Spinoza au contraire mettait au premier plan la puissance, effective,
multiple, toujours à l’œuvre dans toutes les choses singulières. Si la
véritable politique des philosophes c’est leur métaphysique, alors la
politique de Spinoza était extraordinaire : entre Machiavel et Marx, cette
ontologie de la puissance, héritière hétérodoxe du naturalisme de la
Renaissance, pensait la crise, la multiplicité, la pratique collective de la
multitude dans toute leur force de rupture. On y apprenait comment se
constituent les figures qui conduisent à l’émancipation.

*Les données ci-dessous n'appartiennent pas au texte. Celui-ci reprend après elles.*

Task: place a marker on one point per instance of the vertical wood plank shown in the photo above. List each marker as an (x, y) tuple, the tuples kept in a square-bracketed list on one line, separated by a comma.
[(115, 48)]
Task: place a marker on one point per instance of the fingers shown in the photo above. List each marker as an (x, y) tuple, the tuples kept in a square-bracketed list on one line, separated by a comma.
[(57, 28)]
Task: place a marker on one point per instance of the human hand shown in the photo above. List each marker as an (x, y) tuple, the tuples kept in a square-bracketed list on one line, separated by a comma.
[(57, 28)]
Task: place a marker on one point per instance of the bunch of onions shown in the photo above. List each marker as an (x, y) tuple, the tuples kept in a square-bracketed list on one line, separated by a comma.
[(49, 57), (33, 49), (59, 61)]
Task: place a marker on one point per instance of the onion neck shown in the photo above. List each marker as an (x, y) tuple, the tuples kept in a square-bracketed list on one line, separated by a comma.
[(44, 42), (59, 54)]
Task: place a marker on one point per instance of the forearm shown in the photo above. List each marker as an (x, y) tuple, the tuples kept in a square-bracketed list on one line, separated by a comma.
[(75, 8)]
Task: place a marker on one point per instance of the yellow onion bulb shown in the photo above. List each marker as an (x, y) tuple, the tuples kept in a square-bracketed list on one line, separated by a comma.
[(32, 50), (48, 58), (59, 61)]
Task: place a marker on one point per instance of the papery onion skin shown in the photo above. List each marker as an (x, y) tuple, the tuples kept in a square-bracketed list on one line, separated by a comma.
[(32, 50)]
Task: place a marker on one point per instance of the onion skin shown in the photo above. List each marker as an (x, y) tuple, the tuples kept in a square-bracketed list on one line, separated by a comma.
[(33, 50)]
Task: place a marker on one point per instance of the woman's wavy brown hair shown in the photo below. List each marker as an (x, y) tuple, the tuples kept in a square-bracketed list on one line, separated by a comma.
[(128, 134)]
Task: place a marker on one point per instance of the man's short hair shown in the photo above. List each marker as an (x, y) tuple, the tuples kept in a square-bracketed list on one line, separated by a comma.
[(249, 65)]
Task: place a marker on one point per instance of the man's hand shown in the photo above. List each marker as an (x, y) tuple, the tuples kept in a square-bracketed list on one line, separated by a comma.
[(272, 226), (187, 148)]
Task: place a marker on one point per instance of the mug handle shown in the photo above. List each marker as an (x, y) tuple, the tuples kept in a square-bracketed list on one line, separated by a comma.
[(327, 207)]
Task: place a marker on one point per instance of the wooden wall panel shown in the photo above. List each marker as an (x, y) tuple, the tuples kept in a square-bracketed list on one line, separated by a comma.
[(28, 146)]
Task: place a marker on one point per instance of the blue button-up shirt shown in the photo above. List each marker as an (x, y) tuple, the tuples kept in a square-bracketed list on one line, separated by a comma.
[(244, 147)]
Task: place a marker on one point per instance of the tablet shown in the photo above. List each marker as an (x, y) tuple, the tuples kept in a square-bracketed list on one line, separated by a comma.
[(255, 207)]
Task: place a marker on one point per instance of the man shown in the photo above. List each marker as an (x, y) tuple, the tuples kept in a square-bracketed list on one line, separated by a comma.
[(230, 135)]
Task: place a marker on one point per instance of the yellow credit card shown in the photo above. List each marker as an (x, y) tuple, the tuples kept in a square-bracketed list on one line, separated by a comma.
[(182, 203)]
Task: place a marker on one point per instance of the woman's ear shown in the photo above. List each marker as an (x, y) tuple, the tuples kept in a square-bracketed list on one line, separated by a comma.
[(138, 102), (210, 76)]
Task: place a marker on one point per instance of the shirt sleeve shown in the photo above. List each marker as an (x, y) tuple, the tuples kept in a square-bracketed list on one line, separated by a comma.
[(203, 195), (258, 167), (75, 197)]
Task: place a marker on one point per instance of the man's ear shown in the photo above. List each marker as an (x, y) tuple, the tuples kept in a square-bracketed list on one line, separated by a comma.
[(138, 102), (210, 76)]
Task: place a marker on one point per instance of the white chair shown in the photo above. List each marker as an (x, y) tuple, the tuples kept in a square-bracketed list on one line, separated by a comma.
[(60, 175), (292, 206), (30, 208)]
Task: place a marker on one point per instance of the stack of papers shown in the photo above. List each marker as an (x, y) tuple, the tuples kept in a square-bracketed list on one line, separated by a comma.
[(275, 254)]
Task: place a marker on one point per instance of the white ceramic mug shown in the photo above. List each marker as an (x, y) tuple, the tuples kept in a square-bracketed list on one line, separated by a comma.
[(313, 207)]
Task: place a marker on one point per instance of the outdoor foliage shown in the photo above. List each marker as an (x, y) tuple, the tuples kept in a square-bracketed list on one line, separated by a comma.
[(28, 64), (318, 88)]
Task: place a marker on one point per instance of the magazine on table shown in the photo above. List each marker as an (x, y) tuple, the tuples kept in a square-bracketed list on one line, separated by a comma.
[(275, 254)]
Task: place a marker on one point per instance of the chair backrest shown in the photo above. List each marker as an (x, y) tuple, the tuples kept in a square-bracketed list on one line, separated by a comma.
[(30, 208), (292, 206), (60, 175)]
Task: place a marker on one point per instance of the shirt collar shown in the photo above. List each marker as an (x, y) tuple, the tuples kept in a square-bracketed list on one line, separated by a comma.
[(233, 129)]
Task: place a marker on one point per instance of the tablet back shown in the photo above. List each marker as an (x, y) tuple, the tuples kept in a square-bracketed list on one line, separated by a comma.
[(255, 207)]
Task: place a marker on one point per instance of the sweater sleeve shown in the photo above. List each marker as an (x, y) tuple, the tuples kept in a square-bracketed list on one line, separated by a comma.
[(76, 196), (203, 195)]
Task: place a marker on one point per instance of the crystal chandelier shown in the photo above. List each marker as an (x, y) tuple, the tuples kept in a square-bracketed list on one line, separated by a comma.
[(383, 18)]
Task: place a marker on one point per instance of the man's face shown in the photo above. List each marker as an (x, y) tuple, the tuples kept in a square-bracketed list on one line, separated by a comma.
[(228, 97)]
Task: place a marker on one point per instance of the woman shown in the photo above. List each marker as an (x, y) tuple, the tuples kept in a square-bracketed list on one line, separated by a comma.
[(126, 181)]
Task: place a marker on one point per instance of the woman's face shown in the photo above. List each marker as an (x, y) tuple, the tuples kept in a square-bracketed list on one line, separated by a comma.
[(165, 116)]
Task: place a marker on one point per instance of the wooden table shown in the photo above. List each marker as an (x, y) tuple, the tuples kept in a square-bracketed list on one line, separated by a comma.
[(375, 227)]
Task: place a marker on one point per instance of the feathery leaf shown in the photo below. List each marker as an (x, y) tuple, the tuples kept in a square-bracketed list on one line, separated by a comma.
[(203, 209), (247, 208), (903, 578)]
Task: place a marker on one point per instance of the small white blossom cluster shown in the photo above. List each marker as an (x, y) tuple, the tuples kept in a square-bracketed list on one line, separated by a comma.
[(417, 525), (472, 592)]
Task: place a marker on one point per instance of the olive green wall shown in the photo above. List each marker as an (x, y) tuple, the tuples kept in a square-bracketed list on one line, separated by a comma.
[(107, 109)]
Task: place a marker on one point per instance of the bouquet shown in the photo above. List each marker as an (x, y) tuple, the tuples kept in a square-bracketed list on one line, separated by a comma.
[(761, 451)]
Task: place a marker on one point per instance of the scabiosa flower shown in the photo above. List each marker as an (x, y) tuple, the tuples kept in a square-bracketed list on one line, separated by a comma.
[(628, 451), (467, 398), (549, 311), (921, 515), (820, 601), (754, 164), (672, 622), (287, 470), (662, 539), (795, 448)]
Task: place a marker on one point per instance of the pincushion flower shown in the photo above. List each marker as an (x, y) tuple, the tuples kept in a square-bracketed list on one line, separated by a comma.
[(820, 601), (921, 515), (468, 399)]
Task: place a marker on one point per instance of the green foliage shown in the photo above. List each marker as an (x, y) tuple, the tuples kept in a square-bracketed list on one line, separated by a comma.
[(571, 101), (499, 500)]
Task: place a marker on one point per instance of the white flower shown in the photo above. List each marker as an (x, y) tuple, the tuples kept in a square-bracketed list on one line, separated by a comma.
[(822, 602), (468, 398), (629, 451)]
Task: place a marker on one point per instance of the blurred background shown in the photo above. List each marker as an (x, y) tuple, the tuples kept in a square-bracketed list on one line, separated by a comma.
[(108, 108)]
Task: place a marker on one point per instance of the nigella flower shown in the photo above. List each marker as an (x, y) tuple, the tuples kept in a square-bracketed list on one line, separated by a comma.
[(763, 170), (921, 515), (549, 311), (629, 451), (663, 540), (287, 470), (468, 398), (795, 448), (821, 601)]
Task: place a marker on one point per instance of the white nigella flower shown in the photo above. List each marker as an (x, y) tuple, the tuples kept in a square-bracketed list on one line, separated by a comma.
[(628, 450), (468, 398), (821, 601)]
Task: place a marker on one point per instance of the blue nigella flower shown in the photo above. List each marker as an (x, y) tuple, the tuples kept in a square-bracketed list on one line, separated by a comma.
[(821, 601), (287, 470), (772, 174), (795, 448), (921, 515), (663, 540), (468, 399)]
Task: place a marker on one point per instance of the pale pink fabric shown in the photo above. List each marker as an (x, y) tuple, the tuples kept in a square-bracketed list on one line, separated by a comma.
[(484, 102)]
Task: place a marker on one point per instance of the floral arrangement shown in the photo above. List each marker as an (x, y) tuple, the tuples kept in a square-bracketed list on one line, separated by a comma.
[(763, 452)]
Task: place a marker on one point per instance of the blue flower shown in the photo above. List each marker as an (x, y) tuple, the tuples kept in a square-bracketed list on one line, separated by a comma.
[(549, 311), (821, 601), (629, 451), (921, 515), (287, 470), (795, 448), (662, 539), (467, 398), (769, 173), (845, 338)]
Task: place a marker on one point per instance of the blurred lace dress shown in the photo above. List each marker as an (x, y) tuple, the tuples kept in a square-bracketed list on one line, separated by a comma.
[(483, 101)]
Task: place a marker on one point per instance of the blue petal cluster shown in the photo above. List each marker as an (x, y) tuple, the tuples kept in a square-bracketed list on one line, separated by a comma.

Production,
constitution, libération : un regard nouveau sur l’œuvre du philosophe
d’Amsterdam, qui impliquait aussi une réflexion sur ce qu’est une révolution
en philosophie -et donc, presque directement, sur la crise du marxisme.
L’ouvrage de Negri apparaissait comme un effort pour penser le matérialisme
sans la dialectique, arme du compromis, pour penser la révolution sans la
bureaucratie qui l’avait figée dans le « socialisme réel », pour penser la
philosophie dans toute sa force effective d’explosion. Des thèses parfois
discutables, mais fortes et qui donnaient à réfléchir.

Vingt-cinq ans plus tard : beaucoup d’eau a coulé sous les ponts. Dans les
études spinozistes, certes – qui doivent beaucoup à l’Anomalie sauvage ;
dans l’histoire du monde aussi; et dans la vie de Toni Negri. Près de vingt
ans d’exil en France, la réflexion sur l’ « Empire », le retour en Italie et
en prison, puis la liberté retrouvée. Pourquoi relire ce livre aujourd’hui ?
d’abord parce qu’il n’a pas changé : sa lecture du spinozisme est toujours
aussi décapante – même quand on ne l’approuve pas sur tous les points (je ne
crois pas qu’il y ait deux fondations successives dans l’Ethique) ; sa mise
en perspective de l’histoire de la modernité incite toujours à la discussion
; son dialogue interne avec Marx est toujours aussi révélateur. Mais il se
relit dans un monde transformé – pour fixer les idées, ou plutôt les images
: la chute du Mur, la mondialisation, les intégrismes ; que devient la
puissance dans un univers où le pouvoir semble concentré dans un empire à la
fois capable d’écraser un adversaire classique en quelques jours et
incapable de digérer sa victoire ; un univers où les forces de résistance
semblent opérer au nom d’idéologies sorties du passé ; où les discours sur
l’exploitation ont brusquement paru s’effondrer, mais où l’exploitation est
d’une sauvagerie sans précédent ? un renforcement inouï et une fragilisation
extrême du pouvoir, une dispersion des formes de la puissance, le défi de
reconnaître les nouvelles figures de la constitution ? Il vaut la peine d’y
réfléchir en relisant Negri et Spinoza.